Нити вибрировали, и рваться вот так сразу не желали. От того, что я их дёргала, положение вещей не менялось. Необходимо было что-то, что помогло бы обрезать лишние связи, которые мешали мне жить так, как мне нравилось на данный момент. Острое… необходимо было что-то острое, из того, чем я обладала раньше… Осталось только вспомнить что, и как пользоваться. Перебрала потоки информации, отыскивая среди них те, что хранили память о том, что у меня имелось когда-то от рождения. Зубы, кажется, это то, что надо… Виртуальная челюсть далась мне не сразу, оказалось, что материального во мне сейчас точно ничего нет.

Недовольство тем, что меня побеспокоили, было сильным, как и свет, мешавший сосредоточиться на обрыве раздражающих меня нитей… И я их почти порвала, почти успела избавиться от дискомфорта… Как свет, вдруг, стал настолько невыносимо ярким, что плотнее смежила ресницы, чтобы не ослепнуть. Но этот свет, назойливый, неприятно холодный, просачивался под веки, не давая возможности уплыть в приятное небытие. А потом появился звук. Сначала неприятный, режущий слух, он трансформировался в имя, смутно знакомое, на которое я рефлекторно отозвалась шевелением пальцев рук — хотелось большего, подскочить с места и помчаться навстречу зову: “Ева!” Но отчего-то это не получалось сделать, как и вернуться к так понравившемуся мне состоянию покоя.

С огромным трудом удалось приподнять веки. Взгляд никак не хотел фокусироваться. Перед глазами всё плыло, и не сразу удалось понять, что того, кому принадлежал голос, звавший меня по имени, рядом нет. В комнате я находилась совершенно одна, и у меня не имелось сил не то что встать с места — а даже хоть что-то произнести вслух.
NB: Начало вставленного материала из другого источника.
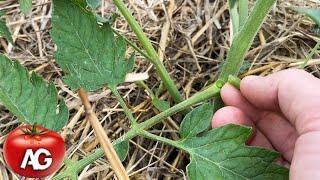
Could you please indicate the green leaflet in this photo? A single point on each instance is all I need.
(122, 149)
(29, 97)
(25, 6)
(93, 4)
(312, 13)
(222, 154)
(90, 55)
(196, 121)
(4, 30)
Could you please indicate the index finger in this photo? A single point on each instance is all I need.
(293, 92)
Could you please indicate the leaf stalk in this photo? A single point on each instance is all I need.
(150, 51)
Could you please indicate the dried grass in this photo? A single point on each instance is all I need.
(192, 37)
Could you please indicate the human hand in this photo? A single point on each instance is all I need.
(284, 110)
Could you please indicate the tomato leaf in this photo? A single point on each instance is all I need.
(122, 149)
(93, 4)
(25, 6)
(4, 30)
(312, 13)
(29, 98)
(222, 154)
(196, 121)
(90, 54)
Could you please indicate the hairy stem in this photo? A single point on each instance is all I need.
(210, 92)
(145, 86)
(151, 52)
(235, 81)
(234, 14)
(124, 106)
(243, 11)
(243, 41)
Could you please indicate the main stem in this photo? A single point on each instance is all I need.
(243, 41)
(210, 92)
(152, 54)
(124, 106)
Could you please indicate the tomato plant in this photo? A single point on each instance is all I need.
(34, 151)
(93, 56)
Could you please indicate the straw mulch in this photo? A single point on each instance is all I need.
(192, 37)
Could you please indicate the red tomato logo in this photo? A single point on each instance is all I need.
(34, 151)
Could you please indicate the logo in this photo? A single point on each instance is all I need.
(32, 159)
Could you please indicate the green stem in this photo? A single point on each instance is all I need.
(243, 41)
(124, 106)
(234, 14)
(145, 86)
(133, 45)
(235, 81)
(154, 58)
(210, 92)
(243, 11)
(313, 51)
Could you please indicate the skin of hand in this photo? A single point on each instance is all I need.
(284, 110)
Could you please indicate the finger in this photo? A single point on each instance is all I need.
(232, 97)
(277, 129)
(280, 132)
(292, 91)
(233, 115)
(306, 161)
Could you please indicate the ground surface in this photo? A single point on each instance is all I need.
(192, 37)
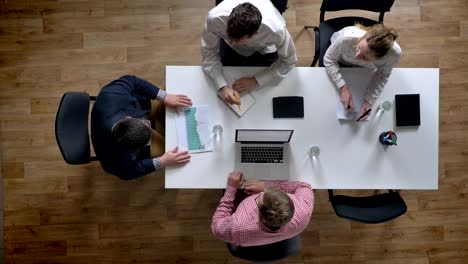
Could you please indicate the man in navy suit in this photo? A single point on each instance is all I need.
(121, 129)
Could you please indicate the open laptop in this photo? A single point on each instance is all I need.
(263, 154)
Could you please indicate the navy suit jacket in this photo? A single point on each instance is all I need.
(126, 96)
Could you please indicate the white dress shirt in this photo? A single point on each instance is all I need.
(343, 50)
(271, 36)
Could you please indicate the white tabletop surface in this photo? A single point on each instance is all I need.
(351, 156)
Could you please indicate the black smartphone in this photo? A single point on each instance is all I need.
(288, 107)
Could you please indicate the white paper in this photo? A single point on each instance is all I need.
(358, 94)
(247, 100)
(194, 129)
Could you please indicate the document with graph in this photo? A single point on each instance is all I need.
(194, 129)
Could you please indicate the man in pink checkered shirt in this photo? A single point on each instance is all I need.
(274, 211)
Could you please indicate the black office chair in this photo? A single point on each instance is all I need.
(71, 128)
(370, 209)
(327, 27)
(267, 253)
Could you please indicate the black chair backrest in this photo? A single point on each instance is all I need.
(370, 209)
(71, 128)
(267, 253)
(380, 6)
(368, 5)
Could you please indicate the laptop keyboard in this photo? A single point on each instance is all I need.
(262, 154)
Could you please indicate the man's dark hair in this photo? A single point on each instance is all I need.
(244, 20)
(277, 208)
(131, 134)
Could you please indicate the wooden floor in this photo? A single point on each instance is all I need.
(56, 213)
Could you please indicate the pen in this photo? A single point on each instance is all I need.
(363, 115)
(236, 94)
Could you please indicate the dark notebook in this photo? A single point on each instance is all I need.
(407, 110)
(288, 106)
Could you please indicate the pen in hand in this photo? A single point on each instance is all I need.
(236, 95)
(363, 115)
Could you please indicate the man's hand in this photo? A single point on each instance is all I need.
(173, 157)
(227, 94)
(245, 84)
(254, 186)
(346, 97)
(365, 106)
(235, 179)
(175, 101)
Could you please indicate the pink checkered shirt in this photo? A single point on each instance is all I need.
(244, 227)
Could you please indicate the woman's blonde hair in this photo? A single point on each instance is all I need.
(379, 38)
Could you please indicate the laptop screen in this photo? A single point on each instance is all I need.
(263, 135)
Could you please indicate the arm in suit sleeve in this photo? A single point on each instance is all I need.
(134, 86)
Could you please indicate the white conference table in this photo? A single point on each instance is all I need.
(351, 156)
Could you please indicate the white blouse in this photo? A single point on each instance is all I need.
(343, 50)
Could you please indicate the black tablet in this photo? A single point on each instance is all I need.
(288, 107)
(407, 110)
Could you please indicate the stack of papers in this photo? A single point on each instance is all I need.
(194, 129)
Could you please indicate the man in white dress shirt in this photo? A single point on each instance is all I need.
(241, 33)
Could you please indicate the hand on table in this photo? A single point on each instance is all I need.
(235, 179)
(245, 84)
(228, 95)
(346, 97)
(254, 186)
(174, 101)
(174, 157)
(365, 106)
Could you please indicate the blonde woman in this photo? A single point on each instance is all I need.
(373, 47)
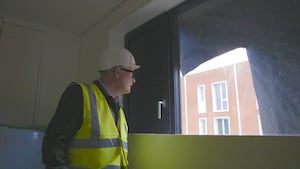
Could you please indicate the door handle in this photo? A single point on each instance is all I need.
(161, 104)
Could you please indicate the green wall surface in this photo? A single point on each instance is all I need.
(152, 151)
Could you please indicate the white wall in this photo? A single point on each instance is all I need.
(97, 39)
(39, 62)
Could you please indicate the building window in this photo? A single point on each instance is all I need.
(201, 99)
(222, 126)
(202, 126)
(220, 97)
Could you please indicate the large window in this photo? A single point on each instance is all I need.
(201, 99)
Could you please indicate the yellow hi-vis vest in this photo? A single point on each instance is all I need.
(99, 143)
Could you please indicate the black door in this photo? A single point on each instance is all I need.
(149, 105)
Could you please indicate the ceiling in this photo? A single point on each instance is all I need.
(74, 16)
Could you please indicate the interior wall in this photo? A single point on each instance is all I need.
(52, 62)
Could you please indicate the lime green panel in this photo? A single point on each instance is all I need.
(147, 151)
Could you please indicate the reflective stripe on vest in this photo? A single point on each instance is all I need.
(99, 143)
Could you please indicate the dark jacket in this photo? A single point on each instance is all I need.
(65, 123)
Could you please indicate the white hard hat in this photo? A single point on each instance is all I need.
(117, 56)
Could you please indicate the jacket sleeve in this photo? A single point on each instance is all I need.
(62, 128)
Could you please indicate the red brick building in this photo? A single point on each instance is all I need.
(220, 100)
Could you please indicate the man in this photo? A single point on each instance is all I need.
(89, 129)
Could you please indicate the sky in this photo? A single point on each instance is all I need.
(232, 57)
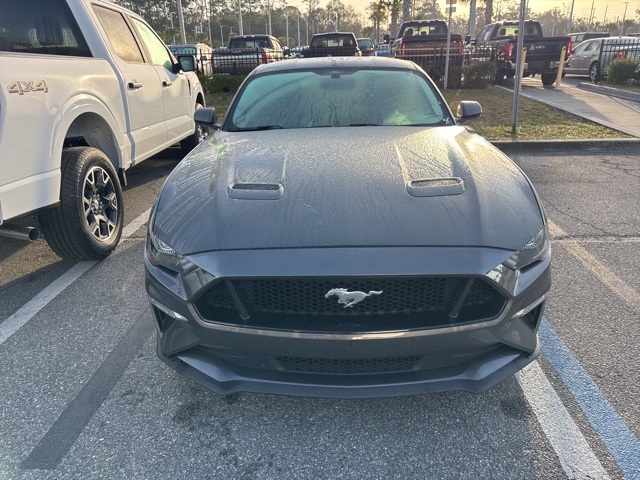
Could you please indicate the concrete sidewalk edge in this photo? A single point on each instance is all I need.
(518, 146)
(609, 91)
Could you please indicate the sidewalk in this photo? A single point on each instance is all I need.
(586, 101)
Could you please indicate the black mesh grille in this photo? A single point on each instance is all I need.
(348, 366)
(308, 297)
(304, 304)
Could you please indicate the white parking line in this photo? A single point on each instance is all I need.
(576, 457)
(25, 313)
(601, 272)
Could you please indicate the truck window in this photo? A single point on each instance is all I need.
(45, 27)
(155, 47)
(120, 37)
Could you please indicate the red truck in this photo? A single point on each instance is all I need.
(425, 43)
(499, 42)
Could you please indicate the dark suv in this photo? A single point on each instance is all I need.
(366, 46)
(336, 44)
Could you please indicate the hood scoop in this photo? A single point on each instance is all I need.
(435, 187)
(255, 191)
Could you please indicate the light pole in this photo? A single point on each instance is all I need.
(626, 4)
(183, 35)
(570, 17)
(286, 16)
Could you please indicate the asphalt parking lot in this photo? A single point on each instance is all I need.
(84, 395)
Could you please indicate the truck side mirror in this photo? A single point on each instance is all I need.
(206, 117)
(187, 63)
(468, 110)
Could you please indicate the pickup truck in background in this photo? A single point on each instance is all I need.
(500, 40)
(335, 44)
(425, 42)
(87, 90)
(246, 52)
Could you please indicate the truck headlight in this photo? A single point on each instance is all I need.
(535, 250)
(162, 255)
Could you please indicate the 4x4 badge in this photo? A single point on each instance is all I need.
(21, 87)
(349, 299)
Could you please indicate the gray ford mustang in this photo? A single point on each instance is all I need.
(341, 235)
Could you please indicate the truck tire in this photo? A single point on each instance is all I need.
(548, 78)
(87, 223)
(593, 72)
(195, 138)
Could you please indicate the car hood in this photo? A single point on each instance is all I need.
(357, 186)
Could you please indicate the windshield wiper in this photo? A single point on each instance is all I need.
(268, 127)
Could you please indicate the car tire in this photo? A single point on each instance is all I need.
(196, 137)
(548, 78)
(593, 71)
(87, 223)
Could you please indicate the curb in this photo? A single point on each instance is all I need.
(609, 91)
(529, 146)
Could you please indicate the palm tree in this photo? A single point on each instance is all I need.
(377, 14)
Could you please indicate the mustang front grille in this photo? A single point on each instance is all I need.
(328, 305)
(349, 366)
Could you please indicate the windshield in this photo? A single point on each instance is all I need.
(335, 98)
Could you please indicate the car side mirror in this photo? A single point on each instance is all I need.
(187, 63)
(206, 117)
(468, 110)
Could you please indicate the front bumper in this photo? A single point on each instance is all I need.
(230, 358)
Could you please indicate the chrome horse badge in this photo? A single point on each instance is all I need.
(349, 299)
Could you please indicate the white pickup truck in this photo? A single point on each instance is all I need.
(87, 90)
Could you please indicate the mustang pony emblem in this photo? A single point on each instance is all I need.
(349, 299)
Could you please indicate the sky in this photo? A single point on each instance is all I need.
(581, 8)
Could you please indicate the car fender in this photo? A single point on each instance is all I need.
(88, 116)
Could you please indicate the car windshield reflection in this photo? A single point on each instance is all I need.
(329, 97)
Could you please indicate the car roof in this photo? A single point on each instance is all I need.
(336, 62)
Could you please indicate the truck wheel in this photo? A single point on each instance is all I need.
(548, 78)
(87, 224)
(593, 71)
(196, 137)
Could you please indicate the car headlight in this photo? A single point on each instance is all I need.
(535, 250)
(162, 255)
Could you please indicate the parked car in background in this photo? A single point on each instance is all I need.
(376, 265)
(425, 43)
(382, 49)
(366, 47)
(201, 51)
(591, 57)
(499, 43)
(246, 52)
(334, 44)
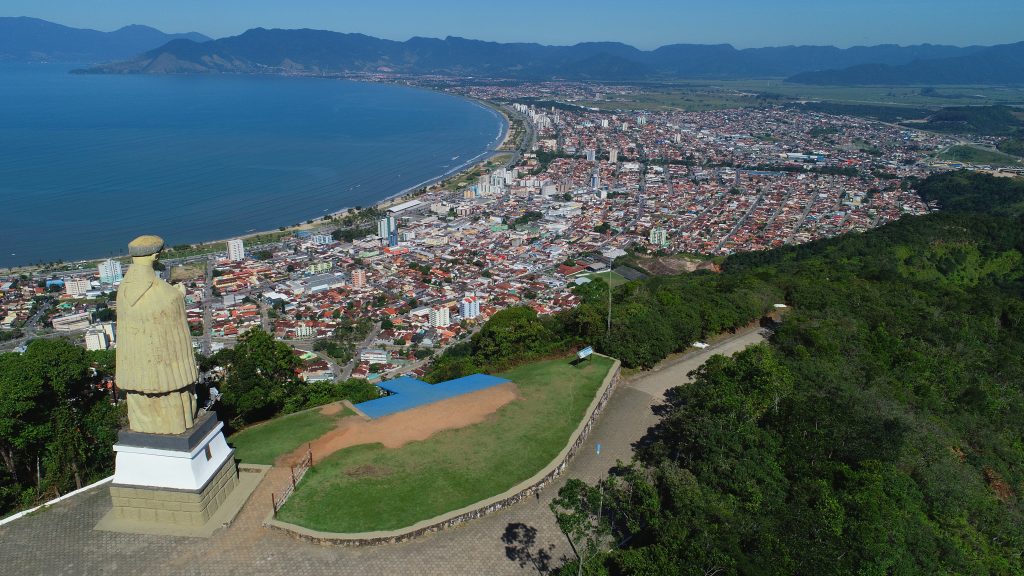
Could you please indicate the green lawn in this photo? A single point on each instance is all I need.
(370, 487)
(978, 156)
(616, 279)
(263, 443)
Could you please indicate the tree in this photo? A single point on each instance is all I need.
(259, 378)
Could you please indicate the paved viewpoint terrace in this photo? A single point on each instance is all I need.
(61, 541)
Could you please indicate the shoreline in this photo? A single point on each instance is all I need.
(408, 193)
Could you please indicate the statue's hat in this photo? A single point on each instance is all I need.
(145, 245)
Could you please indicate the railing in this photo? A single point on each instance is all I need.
(297, 471)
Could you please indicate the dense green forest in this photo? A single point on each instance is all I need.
(879, 432)
(56, 424)
(980, 120)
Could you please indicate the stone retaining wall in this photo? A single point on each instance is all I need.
(478, 509)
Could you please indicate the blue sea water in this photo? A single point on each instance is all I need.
(89, 162)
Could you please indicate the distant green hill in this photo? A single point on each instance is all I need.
(25, 39)
(880, 429)
(979, 120)
(995, 65)
(261, 50)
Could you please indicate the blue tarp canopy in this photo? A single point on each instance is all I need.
(409, 393)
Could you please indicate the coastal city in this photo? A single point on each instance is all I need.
(581, 195)
(435, 288)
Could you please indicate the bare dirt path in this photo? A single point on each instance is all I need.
(419, 423)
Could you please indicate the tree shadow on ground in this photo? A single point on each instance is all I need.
(520, 546)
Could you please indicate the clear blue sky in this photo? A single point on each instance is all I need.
(645, 24)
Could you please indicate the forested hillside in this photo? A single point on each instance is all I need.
(879, 432)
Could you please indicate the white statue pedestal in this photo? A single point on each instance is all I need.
(173, 479)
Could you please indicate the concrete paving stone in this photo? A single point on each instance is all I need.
(60, 540)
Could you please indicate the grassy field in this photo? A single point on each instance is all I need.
(263, 443)
(370, 487)
(978, 156)
(616, 279)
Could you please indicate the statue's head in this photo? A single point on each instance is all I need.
(145, 248)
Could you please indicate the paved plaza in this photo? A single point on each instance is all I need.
(60, 540)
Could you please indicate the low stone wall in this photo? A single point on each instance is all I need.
(475, 510)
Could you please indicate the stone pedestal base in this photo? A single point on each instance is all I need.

Себя осознать тоже получилось не сразу. Долго лежала, таращась в потолок, который, как и комната, казался мне подозрительно знакомым, но при этом не могла вспомнить почему.

“Тэйалия!” — позвал меня кто-то невидимый, притом так, что это слово прозвучало прямо у меня в голове, отдавшись болью в висках.

И с этого момента на меня обрушилась, в добавок к невозможности пошевелиться, куча болезненных ощущений. Ломило все косточки, кожу кололо иголками, а мышцы сводило судорогами. Что-то похожее на морскую болезнь, ухудшило моё, и так плохое, состояние. Перед глазами всё закружилось и меня затошнило. Лежала абсолютно беспомощная, не помнящая себя и проклинала всё на свете, и своё слабое тело в первую очередь.